Commission determined what access rates would have been just and 
reasonable during the relevant period.8

None of the parties filed petitions for reconsideration of the 
BTI Order.  Instead, each of them filed a petition for review of 
the BTI Order in the United States Court of Appeals for the 
District of Columbia Circuit.9

Petitioners argue that they have standing to seek reconsideration 
of the BTI Order under section 1.106 of our rules, because (1) 
certain interexchange carriers (``IXCs'') have stated to certain 
of the Petitioners that the IXCs may attempt to use the BTI Order 
as precedent in future complaints concerning the reasonableness 
of the Petitioners' access rates;10 and (2) Petitioners had no 
reason to believe that the Commission might reach a result in the 
BTI Order that was adverse to their economic interests.11 

                      III.      DISCUSSION

In order to seek reconsideration of a Commission order in an 
adjudicatory proceeding to which it was not a party, a petitioner 
must demonstrate that (1) the petitioner's ``interests are 
adversely affected'' by the order, and (2) the petitioner has  
``good reason why it was not possible for [the petitioner] to 
participate in the earlier stages of the proceeding.''12  For the 
reasons explained below, we conclude that Petitioners have failed 
to demonstrate that they meet either of those requirements.
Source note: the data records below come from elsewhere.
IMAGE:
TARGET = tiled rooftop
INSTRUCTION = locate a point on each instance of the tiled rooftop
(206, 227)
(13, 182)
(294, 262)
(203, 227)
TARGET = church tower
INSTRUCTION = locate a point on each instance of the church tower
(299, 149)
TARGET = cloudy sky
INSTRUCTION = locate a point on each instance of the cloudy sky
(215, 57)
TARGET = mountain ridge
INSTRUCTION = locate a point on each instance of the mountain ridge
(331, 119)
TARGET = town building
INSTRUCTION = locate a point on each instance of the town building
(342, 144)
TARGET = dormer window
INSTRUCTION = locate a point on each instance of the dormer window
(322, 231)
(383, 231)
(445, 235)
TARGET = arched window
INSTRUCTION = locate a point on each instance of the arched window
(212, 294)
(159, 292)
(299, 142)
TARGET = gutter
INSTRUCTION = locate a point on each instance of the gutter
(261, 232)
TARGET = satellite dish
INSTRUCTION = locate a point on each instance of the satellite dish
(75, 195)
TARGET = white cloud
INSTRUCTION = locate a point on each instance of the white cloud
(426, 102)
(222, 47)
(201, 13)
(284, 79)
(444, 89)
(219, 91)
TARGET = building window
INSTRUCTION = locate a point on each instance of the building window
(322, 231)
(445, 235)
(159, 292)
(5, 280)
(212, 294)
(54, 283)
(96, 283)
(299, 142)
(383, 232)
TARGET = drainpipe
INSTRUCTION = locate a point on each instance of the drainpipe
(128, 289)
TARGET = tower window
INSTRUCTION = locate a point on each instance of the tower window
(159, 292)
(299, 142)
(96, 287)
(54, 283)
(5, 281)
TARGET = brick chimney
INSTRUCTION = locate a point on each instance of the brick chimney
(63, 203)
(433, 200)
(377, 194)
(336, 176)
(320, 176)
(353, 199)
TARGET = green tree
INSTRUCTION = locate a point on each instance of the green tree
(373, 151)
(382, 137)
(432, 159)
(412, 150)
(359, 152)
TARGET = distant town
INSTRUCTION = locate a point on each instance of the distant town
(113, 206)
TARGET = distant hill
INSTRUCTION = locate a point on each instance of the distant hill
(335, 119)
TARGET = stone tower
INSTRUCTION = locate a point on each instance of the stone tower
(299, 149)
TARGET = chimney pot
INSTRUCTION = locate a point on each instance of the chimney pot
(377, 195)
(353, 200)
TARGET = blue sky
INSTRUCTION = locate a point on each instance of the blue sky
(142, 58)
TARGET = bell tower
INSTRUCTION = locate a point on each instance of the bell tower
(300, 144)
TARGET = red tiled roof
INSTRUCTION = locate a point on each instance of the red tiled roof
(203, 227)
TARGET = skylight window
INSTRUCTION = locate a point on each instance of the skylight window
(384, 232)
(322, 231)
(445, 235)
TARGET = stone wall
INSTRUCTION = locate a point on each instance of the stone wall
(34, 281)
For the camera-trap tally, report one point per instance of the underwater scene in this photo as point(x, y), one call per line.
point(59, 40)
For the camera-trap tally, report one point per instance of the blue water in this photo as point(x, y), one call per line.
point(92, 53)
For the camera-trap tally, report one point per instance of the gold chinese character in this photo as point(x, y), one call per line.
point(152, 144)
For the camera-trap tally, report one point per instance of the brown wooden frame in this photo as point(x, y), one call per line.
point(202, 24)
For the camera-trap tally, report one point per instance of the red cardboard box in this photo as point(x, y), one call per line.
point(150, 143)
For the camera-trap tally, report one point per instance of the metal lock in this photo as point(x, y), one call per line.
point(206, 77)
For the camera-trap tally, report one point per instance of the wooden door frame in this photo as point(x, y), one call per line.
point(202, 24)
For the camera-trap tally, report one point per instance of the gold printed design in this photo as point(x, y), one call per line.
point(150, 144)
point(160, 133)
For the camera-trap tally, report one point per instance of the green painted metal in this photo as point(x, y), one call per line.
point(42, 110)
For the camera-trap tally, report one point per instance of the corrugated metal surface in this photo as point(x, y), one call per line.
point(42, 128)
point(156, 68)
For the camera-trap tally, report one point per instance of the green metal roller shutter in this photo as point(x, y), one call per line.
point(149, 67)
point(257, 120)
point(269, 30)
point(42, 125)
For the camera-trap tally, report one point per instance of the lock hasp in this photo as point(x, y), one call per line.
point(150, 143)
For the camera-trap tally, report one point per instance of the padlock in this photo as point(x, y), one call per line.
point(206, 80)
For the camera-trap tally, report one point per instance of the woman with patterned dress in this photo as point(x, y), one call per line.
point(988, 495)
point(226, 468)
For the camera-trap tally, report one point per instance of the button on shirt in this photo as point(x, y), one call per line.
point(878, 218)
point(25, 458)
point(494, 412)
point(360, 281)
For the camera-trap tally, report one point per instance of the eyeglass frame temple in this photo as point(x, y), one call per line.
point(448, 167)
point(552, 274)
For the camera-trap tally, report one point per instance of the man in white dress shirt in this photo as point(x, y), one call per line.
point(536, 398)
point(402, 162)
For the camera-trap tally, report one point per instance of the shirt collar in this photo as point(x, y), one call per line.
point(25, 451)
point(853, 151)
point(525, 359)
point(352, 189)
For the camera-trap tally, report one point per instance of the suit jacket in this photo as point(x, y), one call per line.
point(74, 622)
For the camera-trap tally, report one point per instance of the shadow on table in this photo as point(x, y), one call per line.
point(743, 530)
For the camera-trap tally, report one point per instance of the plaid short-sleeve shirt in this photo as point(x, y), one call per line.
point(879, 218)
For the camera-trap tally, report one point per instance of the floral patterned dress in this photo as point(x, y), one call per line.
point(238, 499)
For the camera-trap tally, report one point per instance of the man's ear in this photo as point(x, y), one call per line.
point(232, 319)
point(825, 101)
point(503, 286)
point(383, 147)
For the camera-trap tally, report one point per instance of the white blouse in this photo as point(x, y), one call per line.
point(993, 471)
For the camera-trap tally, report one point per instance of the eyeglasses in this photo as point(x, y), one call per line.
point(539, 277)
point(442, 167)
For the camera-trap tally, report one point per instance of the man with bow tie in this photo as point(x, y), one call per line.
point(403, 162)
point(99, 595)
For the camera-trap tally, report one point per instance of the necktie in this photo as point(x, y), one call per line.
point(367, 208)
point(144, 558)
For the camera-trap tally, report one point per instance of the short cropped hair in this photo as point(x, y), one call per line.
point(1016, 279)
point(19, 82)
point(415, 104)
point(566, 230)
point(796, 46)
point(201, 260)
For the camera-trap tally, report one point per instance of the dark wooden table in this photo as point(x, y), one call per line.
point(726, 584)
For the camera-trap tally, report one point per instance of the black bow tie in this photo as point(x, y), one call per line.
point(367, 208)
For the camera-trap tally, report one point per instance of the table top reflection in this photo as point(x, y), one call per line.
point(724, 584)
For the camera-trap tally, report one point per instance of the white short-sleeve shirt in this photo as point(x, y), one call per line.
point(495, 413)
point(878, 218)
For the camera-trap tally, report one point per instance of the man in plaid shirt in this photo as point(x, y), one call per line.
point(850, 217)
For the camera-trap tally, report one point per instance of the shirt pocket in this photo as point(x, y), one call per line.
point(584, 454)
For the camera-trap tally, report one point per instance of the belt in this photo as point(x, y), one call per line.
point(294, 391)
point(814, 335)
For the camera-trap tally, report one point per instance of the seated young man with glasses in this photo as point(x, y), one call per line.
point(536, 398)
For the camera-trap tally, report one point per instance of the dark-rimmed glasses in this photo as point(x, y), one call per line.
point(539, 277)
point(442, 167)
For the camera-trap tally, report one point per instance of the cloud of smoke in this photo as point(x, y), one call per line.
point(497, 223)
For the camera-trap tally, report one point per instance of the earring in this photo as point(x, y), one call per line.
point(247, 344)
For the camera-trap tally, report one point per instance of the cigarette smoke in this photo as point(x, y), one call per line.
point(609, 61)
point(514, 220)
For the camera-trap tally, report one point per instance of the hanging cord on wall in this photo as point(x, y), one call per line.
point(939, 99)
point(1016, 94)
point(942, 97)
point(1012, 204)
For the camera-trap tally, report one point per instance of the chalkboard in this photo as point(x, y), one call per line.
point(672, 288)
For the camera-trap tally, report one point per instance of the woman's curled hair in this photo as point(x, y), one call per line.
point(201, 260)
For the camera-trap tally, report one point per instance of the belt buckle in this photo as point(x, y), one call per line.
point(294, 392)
     III.A.    Petitioners Have Not Demonstrated That the BTI 
          Order ``Adversely Affects'' Them Within the Meaning of 
          Section 405(a) of the Act and Section 1.106 of the 
          Commission's Rules. 

Petitioners allege that the BTI Order ``adversely affects'' them 
within the meaning of section 405(a) of the Act and section 1.106 
of the Commission's Rules, solely because certain IXCs have 
stated that they may attempt to use the BTI Order as precedent in 
future complaints concerning the reasonableness of the 
Petitioners' access rates.13  We disagree.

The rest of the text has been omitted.